When judgment was finally handed down last Friday, the case was in its 67th month, and only four of the original nine accused were found guilty.

And so the day that links these two African women is a day of recognition - one for achievement and one for justice, however delayed.

What grates, though, is the inequality that starkly differentiates their lives: one's womanhood is prized and the other's earns her a death sentence. The one is the president of an African nation, the other the victim of African men's incomprehensible discrimination.

So who will honour Nkonyana, besides the various NGOs who followed the trial?

Afriforum would ululate - if they could do a proper African yodel - when they beat Julius Malema in the Equality Court.

The Young Communist League spits condemnation at Archbishop Emeritus Desmond Tutu as if he is a mangy, unloved squatter-camp mongrel.
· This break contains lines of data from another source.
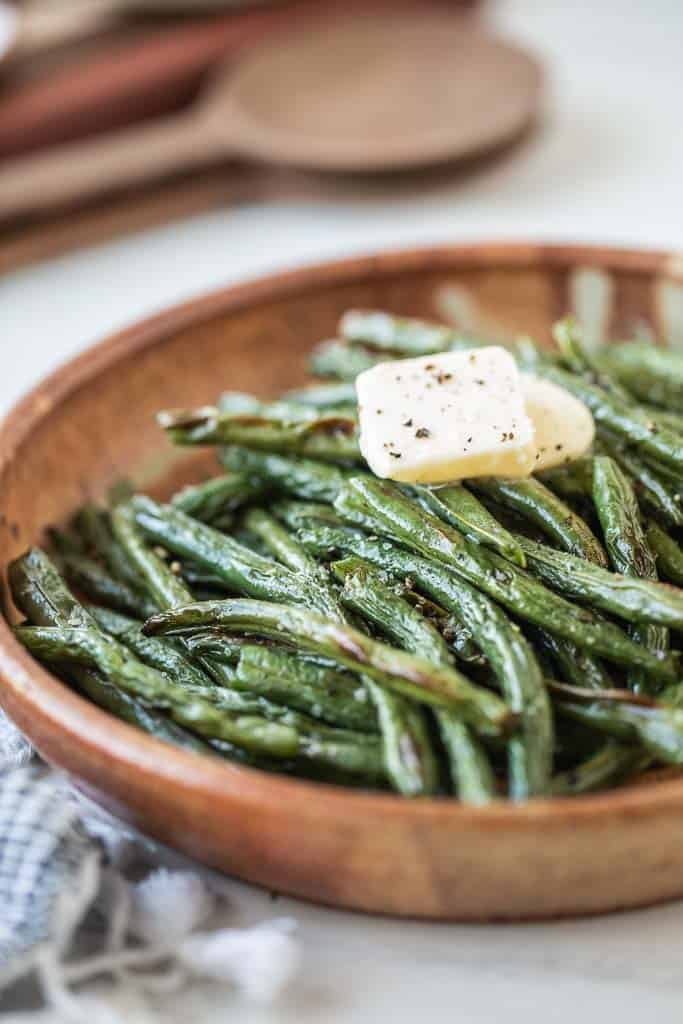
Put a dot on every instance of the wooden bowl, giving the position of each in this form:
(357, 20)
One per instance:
(94, 420)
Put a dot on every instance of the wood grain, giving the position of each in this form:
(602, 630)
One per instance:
(354, 93)
(93, 420)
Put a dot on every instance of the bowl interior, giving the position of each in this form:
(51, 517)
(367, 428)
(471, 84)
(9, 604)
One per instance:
(93, 422)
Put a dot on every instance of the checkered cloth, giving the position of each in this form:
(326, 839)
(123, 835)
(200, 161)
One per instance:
(58, 858)
(45, 861)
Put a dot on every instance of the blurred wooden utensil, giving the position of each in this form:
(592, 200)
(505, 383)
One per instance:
(42, 24)
(135, 72)
(358, 94)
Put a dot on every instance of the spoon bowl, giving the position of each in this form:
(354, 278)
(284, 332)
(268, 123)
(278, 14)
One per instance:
(366, 93)
(375, 93)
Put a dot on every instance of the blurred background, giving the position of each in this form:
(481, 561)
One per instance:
(128, 181)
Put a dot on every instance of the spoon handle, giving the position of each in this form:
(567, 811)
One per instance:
(84, 170)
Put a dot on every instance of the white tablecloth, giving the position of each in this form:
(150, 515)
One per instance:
(606, 165)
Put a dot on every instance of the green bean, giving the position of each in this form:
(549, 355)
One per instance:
(455, 505)
(473, 777)
(571, 481)
(629, 551)
(369, 595)
(281, 544)
(400, 335)
(324, 395)
(41, 594)
(659, 730)
(336, 358)
(669, 554)
(609, 766)
(65, 542)
(530, 499)
(299, 477)
(94, 525)
(90, 578)
(629, 598)
(652, 374)
(237, 565)
(667, 418)
(164, 587)
(213, 498)
(375, 506)
(330, 437)
(510, 656)
(574, 665)
(240, 403)
(624, 420)
(392, 669)
(620, 517)
(332, 696)
(652, 491)
(408, 755)
(159, 654)
(115, 662)
(298, 515)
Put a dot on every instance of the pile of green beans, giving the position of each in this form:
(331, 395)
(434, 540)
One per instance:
(489, 639)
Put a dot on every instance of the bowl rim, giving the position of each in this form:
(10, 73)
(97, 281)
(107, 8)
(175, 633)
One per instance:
(34, 695)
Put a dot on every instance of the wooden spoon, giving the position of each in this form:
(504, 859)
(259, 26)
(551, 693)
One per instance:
(359, 94)
(44, 24)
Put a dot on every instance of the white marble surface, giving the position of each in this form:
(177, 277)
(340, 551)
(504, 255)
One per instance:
(606, 165)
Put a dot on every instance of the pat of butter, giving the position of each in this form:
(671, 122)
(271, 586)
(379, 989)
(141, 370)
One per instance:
(564, 426)
(445, 417)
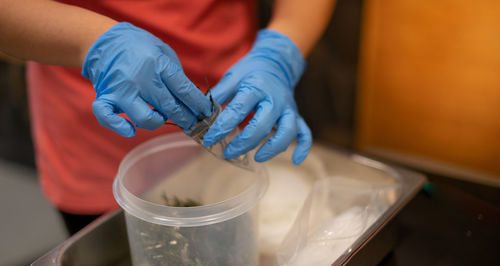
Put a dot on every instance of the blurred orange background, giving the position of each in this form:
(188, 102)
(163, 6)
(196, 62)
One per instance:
(429, 85)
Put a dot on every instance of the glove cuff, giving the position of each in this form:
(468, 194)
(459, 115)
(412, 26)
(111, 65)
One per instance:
(284, 51)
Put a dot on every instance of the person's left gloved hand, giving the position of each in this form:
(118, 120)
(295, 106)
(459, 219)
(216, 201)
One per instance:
(263, 81)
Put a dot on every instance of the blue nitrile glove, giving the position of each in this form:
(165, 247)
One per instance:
(263, 81)
(130, 68)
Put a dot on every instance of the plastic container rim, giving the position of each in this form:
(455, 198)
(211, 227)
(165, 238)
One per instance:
(178, 216)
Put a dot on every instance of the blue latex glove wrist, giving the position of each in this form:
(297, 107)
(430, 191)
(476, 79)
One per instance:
(263, 81)
(130, 68)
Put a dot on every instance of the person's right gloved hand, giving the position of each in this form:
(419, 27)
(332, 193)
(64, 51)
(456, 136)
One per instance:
(130, 68)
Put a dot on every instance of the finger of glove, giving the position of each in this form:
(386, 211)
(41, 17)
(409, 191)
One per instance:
(244, 102)
(142, 115)
(285, 134)
(185, 91)
(304, 141)
(225, 89)
(258, 128)
(104, 112)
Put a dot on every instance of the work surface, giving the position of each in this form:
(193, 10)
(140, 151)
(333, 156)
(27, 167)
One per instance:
(450, 222)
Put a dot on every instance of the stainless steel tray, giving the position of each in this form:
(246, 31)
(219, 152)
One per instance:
(104, 242)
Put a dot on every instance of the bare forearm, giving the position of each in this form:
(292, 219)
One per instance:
(302, 21)
(48, 31)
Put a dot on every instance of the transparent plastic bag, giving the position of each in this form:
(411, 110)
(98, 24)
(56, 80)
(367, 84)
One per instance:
(199, 130)
(336, 213)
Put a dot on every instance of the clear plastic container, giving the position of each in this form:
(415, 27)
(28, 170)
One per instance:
(175, 169)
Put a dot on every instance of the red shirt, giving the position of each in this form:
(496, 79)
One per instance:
(77, 159)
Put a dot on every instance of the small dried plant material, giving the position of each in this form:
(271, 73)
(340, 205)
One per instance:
(176, 202)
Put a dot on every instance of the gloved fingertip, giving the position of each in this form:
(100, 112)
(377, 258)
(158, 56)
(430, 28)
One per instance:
(230, 152)
(262, 156)
(299, 157)
(128, 133)
(207, 142)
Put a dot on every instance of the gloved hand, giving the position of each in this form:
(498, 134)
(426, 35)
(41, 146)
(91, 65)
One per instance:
(263, 81)
(130, 68)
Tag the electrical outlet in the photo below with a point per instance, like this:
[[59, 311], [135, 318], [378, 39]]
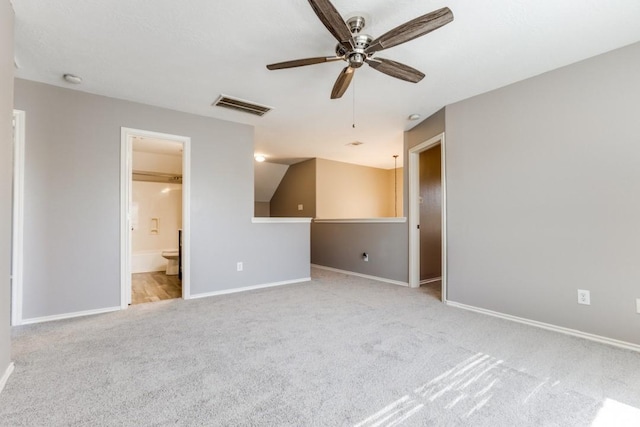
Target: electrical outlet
[[584, 297]]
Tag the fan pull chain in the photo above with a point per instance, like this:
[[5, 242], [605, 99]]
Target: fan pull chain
[[354, 103]]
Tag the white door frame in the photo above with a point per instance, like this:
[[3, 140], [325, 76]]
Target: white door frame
[[126, 169], [414, 211], [17, 240]]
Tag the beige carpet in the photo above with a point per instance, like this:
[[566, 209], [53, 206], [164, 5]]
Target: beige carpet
[[338, 350]]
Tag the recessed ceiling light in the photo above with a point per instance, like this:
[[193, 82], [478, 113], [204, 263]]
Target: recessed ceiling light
[[72, 79]]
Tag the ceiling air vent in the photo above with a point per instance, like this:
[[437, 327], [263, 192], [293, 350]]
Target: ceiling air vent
[[242, 105]]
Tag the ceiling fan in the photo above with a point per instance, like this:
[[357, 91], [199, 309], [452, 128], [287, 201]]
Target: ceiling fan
[[357, 49]]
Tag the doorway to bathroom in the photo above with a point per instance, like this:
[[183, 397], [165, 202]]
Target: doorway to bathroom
[[155, 216], [427, 216]]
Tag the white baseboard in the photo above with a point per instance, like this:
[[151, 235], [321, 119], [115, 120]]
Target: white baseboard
[[550, 327], [69, 315], [249, 288], [427, 281], [365, 276], [5, 376]]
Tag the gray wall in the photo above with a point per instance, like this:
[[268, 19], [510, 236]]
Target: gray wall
[[297, 187], [340, 245], [72, 202], [542, 197], [261, 209], [6, 167]]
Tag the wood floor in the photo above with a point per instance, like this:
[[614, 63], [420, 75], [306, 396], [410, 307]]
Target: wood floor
[[156, 286]]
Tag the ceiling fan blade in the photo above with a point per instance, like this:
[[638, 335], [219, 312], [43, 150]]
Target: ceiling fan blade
[[331, 19], [413, 29], [396, 69], [342, 83], [303, 62]]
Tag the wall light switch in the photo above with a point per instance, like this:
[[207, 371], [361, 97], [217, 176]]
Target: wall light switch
[[584, 297]]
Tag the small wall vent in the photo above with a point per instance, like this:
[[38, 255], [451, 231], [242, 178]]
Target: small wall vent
[[241, 105]]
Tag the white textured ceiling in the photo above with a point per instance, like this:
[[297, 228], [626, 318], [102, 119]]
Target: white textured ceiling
[[183, 54]]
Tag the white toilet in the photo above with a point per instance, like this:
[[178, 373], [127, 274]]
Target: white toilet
[[172, 261]]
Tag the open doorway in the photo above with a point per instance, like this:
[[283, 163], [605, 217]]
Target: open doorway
[[427, 216], [17, 216], [155, 216]]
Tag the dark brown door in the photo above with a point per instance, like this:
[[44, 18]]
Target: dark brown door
[[430, 214]]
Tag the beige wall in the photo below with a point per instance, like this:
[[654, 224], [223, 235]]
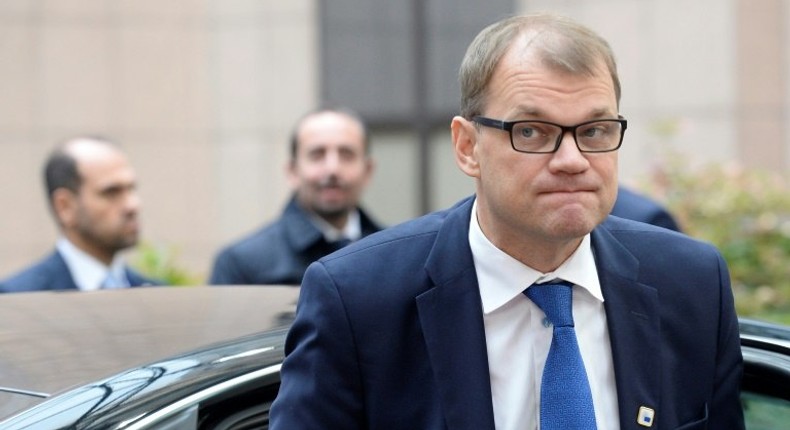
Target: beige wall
[[202, 93]]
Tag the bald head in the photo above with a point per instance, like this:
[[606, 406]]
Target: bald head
[[91, 188]]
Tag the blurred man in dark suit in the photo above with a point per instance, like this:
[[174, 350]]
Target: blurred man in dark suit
[[329, 168], [91, 188], [638, 207]]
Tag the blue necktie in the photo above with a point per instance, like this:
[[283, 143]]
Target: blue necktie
[[565, 397]]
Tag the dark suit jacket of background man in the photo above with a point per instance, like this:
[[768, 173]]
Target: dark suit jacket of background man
[[635, 206], [52, 273], [389, 331], [280, 252]]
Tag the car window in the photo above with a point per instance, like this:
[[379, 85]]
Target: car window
[[763, 412]]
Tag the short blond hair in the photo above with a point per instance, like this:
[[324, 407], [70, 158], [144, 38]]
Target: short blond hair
[[561, 43]]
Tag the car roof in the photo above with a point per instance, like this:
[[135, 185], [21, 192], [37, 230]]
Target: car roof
[[52, 341]]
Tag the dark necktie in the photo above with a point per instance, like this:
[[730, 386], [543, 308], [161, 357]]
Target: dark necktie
[[565, 397]]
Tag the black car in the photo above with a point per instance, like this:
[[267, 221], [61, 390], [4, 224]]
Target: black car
[[231, 385]]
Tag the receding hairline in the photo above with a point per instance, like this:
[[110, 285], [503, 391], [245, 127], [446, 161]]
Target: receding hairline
[[347, 113], [557, 43]]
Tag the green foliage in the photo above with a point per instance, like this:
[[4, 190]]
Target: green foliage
[[746, 214], [160, 263]]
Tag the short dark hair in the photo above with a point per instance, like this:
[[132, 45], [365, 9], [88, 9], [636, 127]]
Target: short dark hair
[[61, 170], [336, 109]]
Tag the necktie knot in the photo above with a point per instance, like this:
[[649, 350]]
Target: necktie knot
[[555, 299]]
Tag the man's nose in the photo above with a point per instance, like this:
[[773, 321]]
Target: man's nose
[[568, 156]]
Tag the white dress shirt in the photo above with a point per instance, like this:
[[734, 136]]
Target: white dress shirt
[[518, 341], [351, 231], [89, 273]]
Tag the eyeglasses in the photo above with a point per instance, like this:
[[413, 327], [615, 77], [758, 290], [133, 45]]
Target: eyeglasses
[[541, 137]]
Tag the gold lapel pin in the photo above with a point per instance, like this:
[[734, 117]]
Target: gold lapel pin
[[645, 416]]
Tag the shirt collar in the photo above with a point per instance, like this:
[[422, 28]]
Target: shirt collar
[[351, 231], [88, 272], [502, 278]]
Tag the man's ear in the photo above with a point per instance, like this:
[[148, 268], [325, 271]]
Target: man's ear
[[65, 206], [291, 174], [465, 144]]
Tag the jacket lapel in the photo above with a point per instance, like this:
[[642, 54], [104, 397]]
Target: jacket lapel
[[452, 321], [632, 313], [60, 277]]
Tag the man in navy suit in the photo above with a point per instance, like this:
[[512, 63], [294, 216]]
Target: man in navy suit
[[635, 206], [328, 170], [91, 189], [427, 325]]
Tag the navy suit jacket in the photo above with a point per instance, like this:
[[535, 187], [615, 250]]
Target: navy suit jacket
[[279, 253], [51, 273], [631, 205], [389, 332]]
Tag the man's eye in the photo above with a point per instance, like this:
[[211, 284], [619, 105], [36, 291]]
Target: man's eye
[[528, 132]]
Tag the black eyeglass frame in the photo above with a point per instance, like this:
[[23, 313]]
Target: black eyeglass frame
[[508, 126]]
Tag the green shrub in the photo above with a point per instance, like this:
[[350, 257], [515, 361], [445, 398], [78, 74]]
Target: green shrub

Mogoeng Mogoeng, our recently appointed chief justice, belongs to a church that offers to lead gays and lesbians out of their damned sexual orientation.

It was only organisations such as the Social Justice Network, the Treatment Action Campaign and gender NGOs that relentlessly kept this young woman's case alive.

When magistrate Raadiya Whaten sentenced her killers, there was no minister for women, children and persons with disabilities to applaud the fact that justice had finally arrived for Nkonyana.

Oh, but I forget, this minister would not be seen near a dead or living lesbian.

Minister Lulu Xingwana, while arts and culture custodian, had deemed lesbians to be immoral after viewing an exhibition by "them" which her department had sponsored last year.

Then she said: "Our mandate is to promote social cohesion and nation-building. I left the exhibition because it expressed the very opposite of this. It was immoral, offensive and going against nation-building."

Lesbians are obviously not her cup of tea or part of her current portfolio of managing the nation's minorities.

I'm not a lesbian, but I am a woman. I might never be subjected to a chauvinistic society's scorn, but Nkonyana was part of me. Her death makes a mockery of a beautiful constitution, while the delayed outcome of her trial indicts our criminal justice system.

And it negates our Bill of Rights, described in its preamble as the "cornerstone of democracy in SA. It enshrines the rights of all people in our country and affirms the democratic values of human dignity, equality and freedom."

There is, by the way, a second connection between the two women: Sirleaf-Johnson took office in 2006, the very year Nkonyana was murdered.

Five years after ascending to the highest office in Liberia, Sirleaf-Johnson was recognised with a Nobel prize. Nkonyana merely got justice - something that should never have been in dispute.